Re: Flink multithreading, CoFlatMapFunction, CoProcessFunction, internal state

2017-08-21 Thread Nico Kruber
Hi Chao,
what I meant by "per-record base" was actually supposed to be "per-event base" 
(event = one entity of whatever the stream contains). As from the API: 
processing is supposed to be one event at a time and this is what is performed 
internally, too.

Nico

On Thursday, 17 August 2017 05:06:07 CEST Chao Wang wrote:
> Thank you! Nico. That helps me a lot!
> 
> 2a) That really clarifies my understanding about Flink.
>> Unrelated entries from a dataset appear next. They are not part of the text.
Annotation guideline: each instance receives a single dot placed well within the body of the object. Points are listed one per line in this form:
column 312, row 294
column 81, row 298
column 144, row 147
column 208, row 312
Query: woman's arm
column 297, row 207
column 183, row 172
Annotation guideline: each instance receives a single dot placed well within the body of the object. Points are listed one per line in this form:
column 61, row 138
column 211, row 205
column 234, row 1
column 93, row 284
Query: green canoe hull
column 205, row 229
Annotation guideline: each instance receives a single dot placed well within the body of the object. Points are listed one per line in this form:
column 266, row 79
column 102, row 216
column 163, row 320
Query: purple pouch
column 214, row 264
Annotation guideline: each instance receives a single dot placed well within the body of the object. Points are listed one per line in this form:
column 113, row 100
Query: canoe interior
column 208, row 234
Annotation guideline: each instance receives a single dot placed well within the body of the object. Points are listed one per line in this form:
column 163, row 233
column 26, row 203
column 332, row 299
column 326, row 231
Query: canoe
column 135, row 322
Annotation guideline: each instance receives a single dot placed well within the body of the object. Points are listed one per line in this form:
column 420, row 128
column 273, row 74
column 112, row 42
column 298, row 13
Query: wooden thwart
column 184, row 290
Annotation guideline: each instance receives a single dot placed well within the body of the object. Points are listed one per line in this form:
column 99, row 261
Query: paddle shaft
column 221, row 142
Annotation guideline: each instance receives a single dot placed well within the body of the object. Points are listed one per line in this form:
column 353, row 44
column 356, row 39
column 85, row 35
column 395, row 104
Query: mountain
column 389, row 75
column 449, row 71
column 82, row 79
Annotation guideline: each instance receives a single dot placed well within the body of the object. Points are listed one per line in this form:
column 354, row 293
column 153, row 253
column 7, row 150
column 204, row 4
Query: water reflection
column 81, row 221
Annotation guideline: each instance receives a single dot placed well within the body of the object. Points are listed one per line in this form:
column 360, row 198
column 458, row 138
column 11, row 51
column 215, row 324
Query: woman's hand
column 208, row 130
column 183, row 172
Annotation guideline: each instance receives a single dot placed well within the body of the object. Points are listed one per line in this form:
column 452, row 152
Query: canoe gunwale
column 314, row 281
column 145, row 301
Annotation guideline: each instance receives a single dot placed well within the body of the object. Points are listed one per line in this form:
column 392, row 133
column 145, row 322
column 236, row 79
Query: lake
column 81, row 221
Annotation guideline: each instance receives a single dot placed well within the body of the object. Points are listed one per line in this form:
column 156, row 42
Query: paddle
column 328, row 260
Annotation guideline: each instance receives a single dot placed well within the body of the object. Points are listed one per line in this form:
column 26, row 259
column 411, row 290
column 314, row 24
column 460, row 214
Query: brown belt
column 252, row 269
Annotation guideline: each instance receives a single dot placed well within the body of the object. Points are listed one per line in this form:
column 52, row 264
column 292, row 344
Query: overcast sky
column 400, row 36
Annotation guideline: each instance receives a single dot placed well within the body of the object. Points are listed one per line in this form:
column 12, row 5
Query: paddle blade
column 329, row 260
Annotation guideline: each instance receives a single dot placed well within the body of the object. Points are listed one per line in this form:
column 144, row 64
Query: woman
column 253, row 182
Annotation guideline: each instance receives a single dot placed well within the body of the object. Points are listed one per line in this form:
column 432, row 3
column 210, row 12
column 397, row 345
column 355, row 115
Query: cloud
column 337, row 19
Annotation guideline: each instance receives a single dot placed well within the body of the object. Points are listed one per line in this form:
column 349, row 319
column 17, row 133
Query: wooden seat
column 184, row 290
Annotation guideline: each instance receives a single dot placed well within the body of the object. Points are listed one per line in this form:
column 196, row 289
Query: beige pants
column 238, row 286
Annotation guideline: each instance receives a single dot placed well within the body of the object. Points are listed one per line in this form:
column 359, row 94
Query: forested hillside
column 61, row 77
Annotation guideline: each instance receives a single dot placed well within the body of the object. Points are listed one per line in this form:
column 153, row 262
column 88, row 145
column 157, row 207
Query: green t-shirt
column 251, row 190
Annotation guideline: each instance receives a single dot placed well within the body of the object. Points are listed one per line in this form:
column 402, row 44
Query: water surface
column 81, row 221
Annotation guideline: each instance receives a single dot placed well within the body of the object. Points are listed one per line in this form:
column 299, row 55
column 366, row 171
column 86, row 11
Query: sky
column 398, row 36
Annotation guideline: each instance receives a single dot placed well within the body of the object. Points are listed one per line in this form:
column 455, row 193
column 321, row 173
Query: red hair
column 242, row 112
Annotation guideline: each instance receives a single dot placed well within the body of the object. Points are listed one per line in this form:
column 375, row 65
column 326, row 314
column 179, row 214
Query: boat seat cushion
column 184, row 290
Yes, I think I
> have used static references, since I invoked a native function
> (implemented through JNI) which I believe only has one instance per
> process. And I guess the reason why those Java synchronization
> mechanisms were in vain is because of separate function objects at
> runtime, which results in separate lock objects. Now I use c++ mutex
> within the native function and it resolves my case.
> 
> BTW, could you elaborate a bit more about what do you mean by
> "per-record base"? what do you mean by a record?
> 
> 3) I do not intend to store the CoProcessFunction.Context. I was just
> wondering that since the document said it is only valid during the
> invocation, for maintaining custom states of my program logic I guess I
> cannot use it.
> 
> 
> Thank you,
> Chao
> 
> On 08/16/2017 03:31 AM, Nico Kruber wrote:
> > Hi Chao,
> > 
> > 1) regarding the difference of CoFlatMapFunction/CoProcessFunction, let me
> > quote the javadoc of the CoProcessFunction:
> > 
> > "Contrary to the {@link CoFlatMapFunction}, this function can also query
> > the time (both event and processing) and set timers, through the provided
> > {@link Context}. When reacting to the firing of set timers the function
> > can emit yet more elements."
> > 
> > So, imho, both deliver a different level of abstraction and control (high-
> > vs. low-level). Also note the different methods available for you to
> > implement.
> > 
> > 2a) In general, Flink calls functions on a per-record base in a serialized
> > fashion per task. For each task at a TaskManager, in case of it having
> > multiple slots, separate function objects are used where you should only
> > get in trouble if you share static references. Otherwise you do not need
> > to worry about thread-safety.
> > 
> > 2b) From what I see in the code (StreamTwoInputProcessor), the same should
> > apply to CoFlatMapFunction and CoProcessFunction so that calls to
> > flatMap1/2 and processElement1/2 are not called in parallel!
> > 
> > 3) why would you want to store the CoProcessFunction.Context?
> > 
> > 
> > Nico
> > 
> > On Monday, 14 August 2017 18:36:38 CEST Chao Wang wrote:
> >> Hi,
> >> 
> >> I'd like to know if CoFlatMapFunction/CoProcessFunction is thread-safe,
> >> and to what extent? What's the difference between the two Functions? and
> >> in general, how does Flink prevent race conditions? Here's my case:
> >> 
> >> I tried to condition on two input streams and produce the third stream
> >> if the condition is met. I implemented CoFlatMapFunction and tried to
> >> monitor a state using a field in the implemented class (I want to
> >> isolate my application from the checkpointing feature, and therefore I
> >> do not use the states as documented here
> >> https://ci.apache.org/projects/flink/flink-docs-release-1.3/dev/stream/st
> >> ate .html). The field served as a flag indicating whether there are some
> >> pending data from either input stream, and if yes, processing it along
> >> with the arriving data from the other input stream (the processing
> >> invokes a native function).
> >> 
> >> But then I got double free error and segmentation fault, which I believe
> >> was due to unintentional concurrent access to the native function. Then
> >> I tried to wrap the access into a synchronized method, as well as
> >> explicitly lock/unlock the flatMap1/flatMap2 methods, but all in vain
> >> and the error remained.
> >> 
> >> I considered using CoProcessFunction in my case, but seems to me that it
> >> does not handle customary internal states, stating in the javadoc "The
> >> context [CoProcessFunction.Context] is only valid during the invocation
> >> of this method, do not store it."
> >> 
> >> 
> >> 
> >> Thanks,
> >> Chao



signature.asc
Description: This is a digitally signed message part.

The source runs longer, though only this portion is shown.